Data Science Library (HM) DAY 4

Array Stitching

When stitching vertically: each column represents the same meaning, otherwise the head is not in the mouth.

If each column has a different meaning, then the columns of the number of one group should be swapped so that they are the same as the other.

Array row-column exchange

Exercise: What should I do now if I want to study and analyze data from two countries in the previous case, while preserving country information (the country source of each data)?

import numpy as np us_data = "./youtube_video_data/US_video_data_numbers.csv" uk_data = "./youtube_video_data/GB_video_data_numbers.csv" #Load country data us_data = np.loadtxt(us_data,delimiter=",",dtype=int) uk_data = np.loadtxt(uk_data,delimiter=",",dtype=int) # Add country information #Construct an array of all zeros zeros_data = np.zeros((us_data.shape[0],1)).astype(int) #Construct an array of all 1 ones_data = np.ones((uk_data.shape[0],1)).astype(int) #Add a column of arrays of all 0,1 us_data = np.hstack((us_data,zeros_data)) uk_data = np.hstack((uk_data,ones_data)) # Stitching two sets of data final_data = np.vstack((us_data,uk_data)) print(final_data)

Run result:

[[4394029 320053 5931 46245 0] [7860119 185853 26679 0 0] [5845909 576597 39774 170708 0] ... [ 109222 4840 35 212 1] [ 626223 22962 532 1559 1] [ 99228 1699 23 135 1]]

numpy More Methods

Get the position of the maximum and minimum

np.argmax(t,axis=0) #0 axis

np.argmin(t,axis=1) #1 axis
Create an array of zeros:

np.zeros((3,4))
Create an array of all 1:

np.ones((3,4))
Create a square array (square array) with a diagonal of 1:

np.eye(3)

numpy generates random numbers

.random.seed(s) usage:

np.random.seed(0) np.random.rand(10) Out[357]: array([0.5488135 , 0.71518937, 0.60276338, 0.54488318, 0.4236548 , 0.64589411, 0.43758721, 0.891773 , 0.96366276, 0.38344152]) np.random.rand(10) Out[358]: array([0.79172504, 0.52889492, 0.56804456, 0.92559664, 0.07103606, 0.0871293 , 0.0202184 , 0.83261985, 0.77815675, 0.87001215])

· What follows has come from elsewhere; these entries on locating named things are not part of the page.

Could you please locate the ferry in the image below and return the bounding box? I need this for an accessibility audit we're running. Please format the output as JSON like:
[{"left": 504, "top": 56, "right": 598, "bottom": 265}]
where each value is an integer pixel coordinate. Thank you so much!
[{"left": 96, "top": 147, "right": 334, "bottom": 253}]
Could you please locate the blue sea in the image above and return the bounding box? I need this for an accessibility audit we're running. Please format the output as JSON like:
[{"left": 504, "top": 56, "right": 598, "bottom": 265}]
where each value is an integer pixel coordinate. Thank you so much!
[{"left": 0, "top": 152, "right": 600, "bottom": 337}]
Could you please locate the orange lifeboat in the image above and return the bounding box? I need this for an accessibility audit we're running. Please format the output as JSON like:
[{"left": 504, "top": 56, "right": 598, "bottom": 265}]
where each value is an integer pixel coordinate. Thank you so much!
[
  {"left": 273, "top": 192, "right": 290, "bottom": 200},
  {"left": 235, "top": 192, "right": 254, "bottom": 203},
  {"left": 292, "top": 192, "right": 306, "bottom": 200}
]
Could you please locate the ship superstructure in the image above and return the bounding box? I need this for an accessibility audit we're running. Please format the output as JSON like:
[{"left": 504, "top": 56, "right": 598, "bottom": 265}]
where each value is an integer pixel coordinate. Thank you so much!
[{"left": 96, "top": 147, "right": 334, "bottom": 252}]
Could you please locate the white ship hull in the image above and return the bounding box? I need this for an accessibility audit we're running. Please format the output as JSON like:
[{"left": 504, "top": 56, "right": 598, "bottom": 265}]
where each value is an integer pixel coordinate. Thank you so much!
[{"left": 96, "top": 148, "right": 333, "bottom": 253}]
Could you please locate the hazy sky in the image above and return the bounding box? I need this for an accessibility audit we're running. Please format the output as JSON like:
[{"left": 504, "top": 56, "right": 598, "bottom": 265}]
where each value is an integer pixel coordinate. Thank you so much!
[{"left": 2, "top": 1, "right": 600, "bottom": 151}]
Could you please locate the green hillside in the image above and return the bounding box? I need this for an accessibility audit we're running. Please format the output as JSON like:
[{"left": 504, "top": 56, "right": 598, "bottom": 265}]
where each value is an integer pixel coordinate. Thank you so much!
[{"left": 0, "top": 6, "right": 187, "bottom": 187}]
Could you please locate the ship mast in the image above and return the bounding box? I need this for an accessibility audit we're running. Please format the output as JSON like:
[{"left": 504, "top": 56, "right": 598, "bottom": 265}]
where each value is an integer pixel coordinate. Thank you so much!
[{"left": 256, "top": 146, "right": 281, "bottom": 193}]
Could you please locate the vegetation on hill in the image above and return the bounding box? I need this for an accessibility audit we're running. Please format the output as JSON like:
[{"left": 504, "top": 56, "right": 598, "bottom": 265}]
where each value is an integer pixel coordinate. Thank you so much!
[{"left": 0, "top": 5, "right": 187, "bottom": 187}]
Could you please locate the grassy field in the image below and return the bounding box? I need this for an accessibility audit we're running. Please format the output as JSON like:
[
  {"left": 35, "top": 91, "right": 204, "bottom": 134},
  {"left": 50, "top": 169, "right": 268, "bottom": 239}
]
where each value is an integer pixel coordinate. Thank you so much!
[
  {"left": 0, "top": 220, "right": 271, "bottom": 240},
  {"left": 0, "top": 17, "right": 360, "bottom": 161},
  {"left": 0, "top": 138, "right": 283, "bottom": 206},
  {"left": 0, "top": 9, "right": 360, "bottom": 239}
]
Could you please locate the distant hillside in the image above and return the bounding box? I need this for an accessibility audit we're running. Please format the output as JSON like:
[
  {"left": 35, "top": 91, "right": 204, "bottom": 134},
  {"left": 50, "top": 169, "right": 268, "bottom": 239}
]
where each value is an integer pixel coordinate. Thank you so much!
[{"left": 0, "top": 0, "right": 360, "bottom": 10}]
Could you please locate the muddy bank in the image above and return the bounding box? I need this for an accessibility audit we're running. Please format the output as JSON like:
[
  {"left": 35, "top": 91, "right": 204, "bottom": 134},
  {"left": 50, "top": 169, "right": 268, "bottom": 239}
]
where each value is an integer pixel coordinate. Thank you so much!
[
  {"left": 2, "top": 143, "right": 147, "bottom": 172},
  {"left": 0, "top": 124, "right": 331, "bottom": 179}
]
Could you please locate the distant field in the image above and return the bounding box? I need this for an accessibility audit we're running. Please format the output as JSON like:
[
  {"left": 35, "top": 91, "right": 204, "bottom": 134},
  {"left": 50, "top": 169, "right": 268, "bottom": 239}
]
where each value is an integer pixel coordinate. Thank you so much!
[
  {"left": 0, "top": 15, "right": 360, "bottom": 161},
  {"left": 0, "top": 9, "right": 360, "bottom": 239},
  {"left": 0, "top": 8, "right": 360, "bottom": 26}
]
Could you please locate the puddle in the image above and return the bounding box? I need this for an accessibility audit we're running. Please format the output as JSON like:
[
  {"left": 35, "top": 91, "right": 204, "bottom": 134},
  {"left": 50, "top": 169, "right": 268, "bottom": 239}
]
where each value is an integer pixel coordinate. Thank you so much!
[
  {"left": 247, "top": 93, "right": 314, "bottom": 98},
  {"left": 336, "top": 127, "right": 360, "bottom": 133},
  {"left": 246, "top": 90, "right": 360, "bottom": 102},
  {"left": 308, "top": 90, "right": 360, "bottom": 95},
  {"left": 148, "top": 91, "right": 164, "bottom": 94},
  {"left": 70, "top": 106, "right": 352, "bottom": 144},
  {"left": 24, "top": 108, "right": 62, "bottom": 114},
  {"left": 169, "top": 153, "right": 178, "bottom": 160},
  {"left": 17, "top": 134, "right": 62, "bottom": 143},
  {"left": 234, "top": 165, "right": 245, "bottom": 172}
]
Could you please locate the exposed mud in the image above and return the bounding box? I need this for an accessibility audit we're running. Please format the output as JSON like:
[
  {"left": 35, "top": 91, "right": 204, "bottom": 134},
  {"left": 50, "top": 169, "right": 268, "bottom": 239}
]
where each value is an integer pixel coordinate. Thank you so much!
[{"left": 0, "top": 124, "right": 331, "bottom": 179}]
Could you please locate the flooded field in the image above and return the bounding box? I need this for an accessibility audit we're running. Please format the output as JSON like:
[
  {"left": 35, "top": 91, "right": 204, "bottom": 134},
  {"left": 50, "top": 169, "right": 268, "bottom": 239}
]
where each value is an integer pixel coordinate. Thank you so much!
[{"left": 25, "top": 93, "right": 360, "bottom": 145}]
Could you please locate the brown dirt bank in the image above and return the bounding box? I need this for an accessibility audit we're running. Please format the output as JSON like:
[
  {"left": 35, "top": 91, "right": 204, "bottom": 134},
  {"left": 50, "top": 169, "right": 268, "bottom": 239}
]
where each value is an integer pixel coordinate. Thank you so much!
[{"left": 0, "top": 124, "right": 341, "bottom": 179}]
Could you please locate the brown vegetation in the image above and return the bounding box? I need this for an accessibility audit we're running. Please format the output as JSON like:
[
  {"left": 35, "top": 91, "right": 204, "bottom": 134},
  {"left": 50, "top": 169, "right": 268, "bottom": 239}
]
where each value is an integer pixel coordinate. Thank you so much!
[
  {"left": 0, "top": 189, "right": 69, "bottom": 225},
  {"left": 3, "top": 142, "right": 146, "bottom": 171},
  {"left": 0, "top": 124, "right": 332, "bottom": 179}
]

The second pass of np.random.rand(10) is no longer under the np.random.seed(0) you set, so the second pass of the random array is just the sample value randomly selected under the default random.
Just type np.random.seed (0) again:

np.random.seed(0) np.random.rand(4,3) Out[362]: array([[0.5488135 , 0.71518937, 0.60276338], [0.54488318, 0.4236548 , 0.64589411], [0.43758721, 0.891773 , 0.96366276], [0.38344152, 0.79172504, 0.52889492]]) np.random.seed(0) np.random.rand(4,3) Out[364]: array([[0.5488135 , 0.71518937, 0.60276338], [0.54488318, 0.4236548 , 0.64589411], [0.43758721, 0.891773 , 0.96366276], [0.38344152, 0.79172504, 0.52889492]])

pandas Learning

numpy can help us process numeric data, but that's not enough. Many times, our data has strings, time series, and so on, in addition to numerical values.

For example, we get data stored in the database by crawling.

For example: In the previous youtube example, besides numeric values, country information, video classification (tag) information, Title information, and so on.

So numpy can help us work with numbers, but pandas can help us work with other types of data in addition to numbers (based on numpy).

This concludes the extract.